2°) Sur les frais irrépétibles
L’article 700 du code de procédure civile dispose que le juge condamne la partie tenue aux dépens ou qui perd son procès à payer : 1° A l’autre partie la somme qu’il détermine, au titre des frais exposés et non compris dans les dépens, 2° et, le cas échéant, à l’avocat du bénéficiaire de l’aide juridictionnelle partielle ou totale une somme au titre des honoraires et frais, non compris dans les dépens, que le bénéficiaire de l’aide aurait exposés s’il n’avait pas eu cette aide. Dans ce cas, il est procédé comme il est dit aux alinéas 3 et 4 de l’article 37 de la loi n° 91-647 du 10 juillet 1991.
Dans tous les cas, le juge tient compte de l’équité ou de la situation économique de la partie condamnée. Il peut, même d’office, pour des raisons tirées des mêmes considérations, dire qu’il n’y a pas lieu à ces condamnations. Néanmoins, s’il alloue une somme au titre du 2° du présent article, celle-ci ne peut être inférieure à la part contributive de l’Etat.
L’équité commande, en l’état, qu’il ne soit pas fait application des dispositions de l’article 700 du code de procédure civile.

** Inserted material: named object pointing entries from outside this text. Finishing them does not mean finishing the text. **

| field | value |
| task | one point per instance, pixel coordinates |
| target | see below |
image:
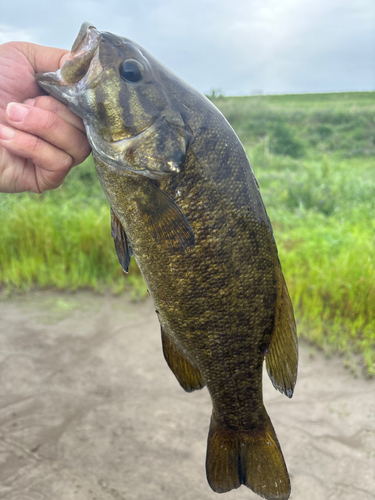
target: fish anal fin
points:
(282, 356)
(123, 250)
(249, 457)
(187, 374)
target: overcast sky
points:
(237, 46)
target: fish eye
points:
(131, 71)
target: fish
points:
(185, 203)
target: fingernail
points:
(17, 112)
(30, 102)
(6, 133)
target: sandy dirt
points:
(89, 410)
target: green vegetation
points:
(313, 156)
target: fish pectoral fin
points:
(123, 250)
(165, 219)
(187, 374)
(250, 457)
(282, 356)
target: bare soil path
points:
(89, 410)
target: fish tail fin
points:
(251, 457)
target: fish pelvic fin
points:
(251, 457)
(123, 250)
(188, 376)
(282, 356)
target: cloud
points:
(238, 46)
(12, 33)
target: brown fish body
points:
(187, 206)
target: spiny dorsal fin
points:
(188, 375)
(282, 356)
(123, 250)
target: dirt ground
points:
(89, 410)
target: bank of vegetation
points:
(314, 158)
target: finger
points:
(40, 152)
(42, 58)
(48, 128)
(58, 108)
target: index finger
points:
(43, 59)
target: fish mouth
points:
(79, 67)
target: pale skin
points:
(40, 138)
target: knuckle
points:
(52, 123)
(47, 103)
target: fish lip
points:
(85, 46)
(86, 39)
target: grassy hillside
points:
(313, 156)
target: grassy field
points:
(313, 156)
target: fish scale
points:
(186, 204)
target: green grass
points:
(313, 156)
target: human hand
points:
(41, 139)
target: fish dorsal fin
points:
(164, 218)
(123, 250)
(282, 356)
(188, 375)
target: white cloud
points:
(11, 33)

Sur l’exécution provisoire
Aux termes de l’article 514-1 du code de procédure civile, le juge statuant en référé ne peut écarter l’exécution provisoire qui est, aux termes de l’article précédent, de droit pour les décisions de première instance.
PAR CES MOTIFS,
Nous, Juge des contentieux de la protection, statuant publiquement en référé, par mise à disposition au greffe, par ordonnance contradictoire et en premier ressort,
DECLARONS recevable l’action en référé ;
CONSTATONS que les conditions d’acquisition de la clause résolutoire figurant au bail conclu le 15 mars 2019 ayant pris effet le même jour, entre d’une part, la commune de [Localité 10] et d’autre part, Monsieur [K] [W] concernant le bien à usage d’habitation sis [Adresse 6] à [Localité 11] pour un loyer initial mensuel de 400 euros, hors charges et taxes, sont réunies à la date du 21 janvier 2025 en raison du défaut d’assurance et du non-paiement des loyers ;
ORDONNONS, en conséquence, à Monsieur [K] [W] de libérer les lieux et de restituer les clés dans le délai de quinze jours à compter de la signification de la présente ordonnance ;
DISONS qu’à défaut pour Monsieur [K] [W] d’avoir volontairement libéré les lieux et restitué les clés dans ce délai, la commune de [Localité 10] pourra, deux mois après la signification d’un commandement de quitter les lieux, faire procéder à son expulsion ainsi qu’à celle de tous occupants de son chef, y compris le cas échéant avec le concours d’un serrurier et de la force publique ;
DISONS que les meubles et objets mobiliers se trouvant sur place donneront lieu à l’application des dispositions des articles L433-1 et L433-2 du code des procédures civiles d’exécution ;
CONDAMNONS à titre provisionnel Monsieur [K] [W] à payer à la commune de [Localité 10] une indemnité mensuelle d’occupation à compter du 21 janvier 2025 et jusqu’à la date de la libération définitive des lieux et la restitution des clés ;
FIXONS cette indemnité mensuelle d’occupation au montant du loyer et des charges, calculés tels que si le contrat s’était poursuivi ;
CONDAMNONS à titre provisionnel Monsieur [K] [W] à verser à la commune de [Localité 10] la somme de 5325.34 € (cinq mille trois cent vingt-cinq euros trente-quatre centimes) arrêtée au 26 juin 2025 au titre de l’arriéré des loyers, charges ;
CONDAMNONS Monsieur [K] [W] aux entiers dépens de l’instance en ce compris le coût du commandement de payer, de l’assignation ainsi que les formalités réalisées auprès de la CCAPEX ;
DEBOUTONS la commune de [Localité 10] de sa demande au titre de l’article 700 du code de procédure civile ;
RAPPELONS que la présente ordonnance est de plein droit exécutoire à titre provisoire.
Ainsi jugé et prononcé par mise à disposition de la décision au greffe du tribunal, le NEUF SEPTEMBRE DEUX MILLE VINGT CINQ, les parties en ayant été préalablement avisées dans les conditions prévues au deuxième alinéa de l’article 450 du code de procédure civile.